Certaines régions forestières du Québec oeuvrent presque exclusivement en forêt privée et vice-versa. En coupant dans les investissements en forêt privée, favorise-t-on certaines régions au détriment d’autres?

Fatalement! C’est dramatique pour une région comme le Bas-Saint-Laurent. En fait, tout ce qui est au sud du Saint-Laurent n’est pas choyé par cette décision-là. Et même régionalement, comme à Lac-Saint-Jean : au nord c’est de la forêt publique, ça vaut la peine d’y pratiquer la sylviculture, mais pour les terres proches du lac on aura beaucoup moins de ressource consacrée à ça. Pourtant là où ça pousse le mieux, c’est proche des usines, à proximité du lac.
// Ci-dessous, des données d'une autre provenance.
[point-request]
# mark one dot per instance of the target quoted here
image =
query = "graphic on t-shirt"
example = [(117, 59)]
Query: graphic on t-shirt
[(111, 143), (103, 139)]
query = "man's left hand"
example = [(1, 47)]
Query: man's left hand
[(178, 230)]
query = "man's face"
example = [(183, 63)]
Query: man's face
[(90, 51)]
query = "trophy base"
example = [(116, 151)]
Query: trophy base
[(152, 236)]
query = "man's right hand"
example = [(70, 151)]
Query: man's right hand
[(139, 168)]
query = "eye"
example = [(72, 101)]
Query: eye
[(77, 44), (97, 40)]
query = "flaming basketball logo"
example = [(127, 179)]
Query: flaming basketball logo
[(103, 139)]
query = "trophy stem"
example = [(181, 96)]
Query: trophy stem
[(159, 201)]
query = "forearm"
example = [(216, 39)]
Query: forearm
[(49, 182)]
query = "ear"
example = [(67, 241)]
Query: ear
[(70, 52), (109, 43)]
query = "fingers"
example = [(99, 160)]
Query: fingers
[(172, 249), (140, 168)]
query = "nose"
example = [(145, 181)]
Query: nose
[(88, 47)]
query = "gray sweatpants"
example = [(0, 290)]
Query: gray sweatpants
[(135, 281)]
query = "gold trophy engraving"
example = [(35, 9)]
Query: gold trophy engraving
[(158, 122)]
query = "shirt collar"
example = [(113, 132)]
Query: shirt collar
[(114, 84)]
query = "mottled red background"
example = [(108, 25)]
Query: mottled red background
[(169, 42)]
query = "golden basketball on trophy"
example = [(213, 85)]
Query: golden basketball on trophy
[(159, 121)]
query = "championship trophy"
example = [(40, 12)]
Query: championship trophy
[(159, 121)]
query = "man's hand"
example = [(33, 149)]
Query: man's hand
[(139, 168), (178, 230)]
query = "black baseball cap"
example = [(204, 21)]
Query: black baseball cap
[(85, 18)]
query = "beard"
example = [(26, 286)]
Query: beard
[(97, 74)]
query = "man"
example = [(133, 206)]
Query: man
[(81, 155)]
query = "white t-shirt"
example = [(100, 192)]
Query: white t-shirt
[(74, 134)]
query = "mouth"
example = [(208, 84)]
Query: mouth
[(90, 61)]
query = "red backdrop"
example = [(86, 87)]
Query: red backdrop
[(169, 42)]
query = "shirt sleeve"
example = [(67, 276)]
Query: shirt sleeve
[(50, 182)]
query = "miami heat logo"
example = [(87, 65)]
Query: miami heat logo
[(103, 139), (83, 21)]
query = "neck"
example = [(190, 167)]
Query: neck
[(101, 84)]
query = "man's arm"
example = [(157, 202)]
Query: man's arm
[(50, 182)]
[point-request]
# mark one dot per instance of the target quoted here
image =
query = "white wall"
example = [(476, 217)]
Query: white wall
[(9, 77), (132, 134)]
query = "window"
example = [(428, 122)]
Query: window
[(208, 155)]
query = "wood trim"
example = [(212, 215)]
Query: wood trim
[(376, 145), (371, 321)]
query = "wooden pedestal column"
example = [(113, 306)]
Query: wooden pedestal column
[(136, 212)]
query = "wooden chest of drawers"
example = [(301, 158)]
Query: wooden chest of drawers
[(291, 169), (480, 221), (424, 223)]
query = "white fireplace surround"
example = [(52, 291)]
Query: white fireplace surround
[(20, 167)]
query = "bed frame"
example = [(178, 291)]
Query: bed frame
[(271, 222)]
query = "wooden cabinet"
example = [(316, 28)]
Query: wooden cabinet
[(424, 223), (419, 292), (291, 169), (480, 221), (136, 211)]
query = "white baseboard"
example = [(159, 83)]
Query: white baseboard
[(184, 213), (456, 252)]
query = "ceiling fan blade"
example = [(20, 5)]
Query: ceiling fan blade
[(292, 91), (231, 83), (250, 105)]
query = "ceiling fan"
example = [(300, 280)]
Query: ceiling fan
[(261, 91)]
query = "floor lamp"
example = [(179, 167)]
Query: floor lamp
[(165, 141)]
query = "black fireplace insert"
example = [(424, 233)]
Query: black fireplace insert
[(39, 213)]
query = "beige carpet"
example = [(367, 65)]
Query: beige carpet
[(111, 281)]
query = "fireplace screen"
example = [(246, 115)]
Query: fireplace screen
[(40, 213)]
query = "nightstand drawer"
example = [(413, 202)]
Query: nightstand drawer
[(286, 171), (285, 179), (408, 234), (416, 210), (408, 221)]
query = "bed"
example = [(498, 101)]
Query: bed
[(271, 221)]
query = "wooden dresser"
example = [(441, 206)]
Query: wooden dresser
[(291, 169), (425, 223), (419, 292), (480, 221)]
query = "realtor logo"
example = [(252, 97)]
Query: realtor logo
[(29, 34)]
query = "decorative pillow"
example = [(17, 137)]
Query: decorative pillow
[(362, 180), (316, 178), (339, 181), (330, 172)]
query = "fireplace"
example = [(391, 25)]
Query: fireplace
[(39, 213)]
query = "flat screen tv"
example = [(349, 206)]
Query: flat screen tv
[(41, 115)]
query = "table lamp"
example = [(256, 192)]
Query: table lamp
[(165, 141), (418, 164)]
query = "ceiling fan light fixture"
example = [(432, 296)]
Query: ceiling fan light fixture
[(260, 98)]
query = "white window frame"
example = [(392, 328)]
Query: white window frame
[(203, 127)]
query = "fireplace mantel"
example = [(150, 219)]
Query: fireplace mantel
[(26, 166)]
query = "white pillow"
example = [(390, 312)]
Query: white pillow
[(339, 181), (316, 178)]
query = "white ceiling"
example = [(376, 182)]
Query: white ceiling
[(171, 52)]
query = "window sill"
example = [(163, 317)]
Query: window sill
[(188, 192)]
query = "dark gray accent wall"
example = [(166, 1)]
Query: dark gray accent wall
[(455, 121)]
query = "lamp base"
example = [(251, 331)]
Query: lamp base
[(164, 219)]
Évidemment, il y a une grosse différence entre les deux situations et ça s’appelle l’être humain. Il y a des propriétaires qu’il faut convaincre, il y a des organisations de propriétaires qui doivent être mises dans le coup. Effectivement, on peut voir ça comme des intermédiaires, ce ne sont pas des indésirables. Ce n’est pas une mission impossible de faire une sylviculture très rentable, productive et utile à la société dans toutes les formes de production qu’on peut avoir de la part de la forêt privée. Ça vaut la peine de travailler avec les propriétaires de la forêt privée.

Croyez-vous que volontairement ou non le gouvernement provincial favorise la forêt publique au détriment de la forêt privée?

Je ne sais pas. Volontairement j’espère que non. Mais ça ne prend pas un gros cours de foresterie pour comprendre que dans une perspective de rendement et dans une perspective de diminution des coûts d’approvisionnement, la forêt privée puisse, dans plusieurs cas, être mieux positionnée que la forêt publique.

Il y a sûrement d’autres éléments qui viennent motiver la logique de privilégier la forêt publique au lieu de la forêt privée. Est-ce que c’est une logique électorale? Une logique industrielle ou une aversion pour la structure de mise en marché de la forêt privée qui motive les entreprises à préférer la forêt publique? Loin de moi l’idée que cette structure de mise en marché est parfaite, elle a besoin d’une mise à jour. Justement, ce serait l’occasion.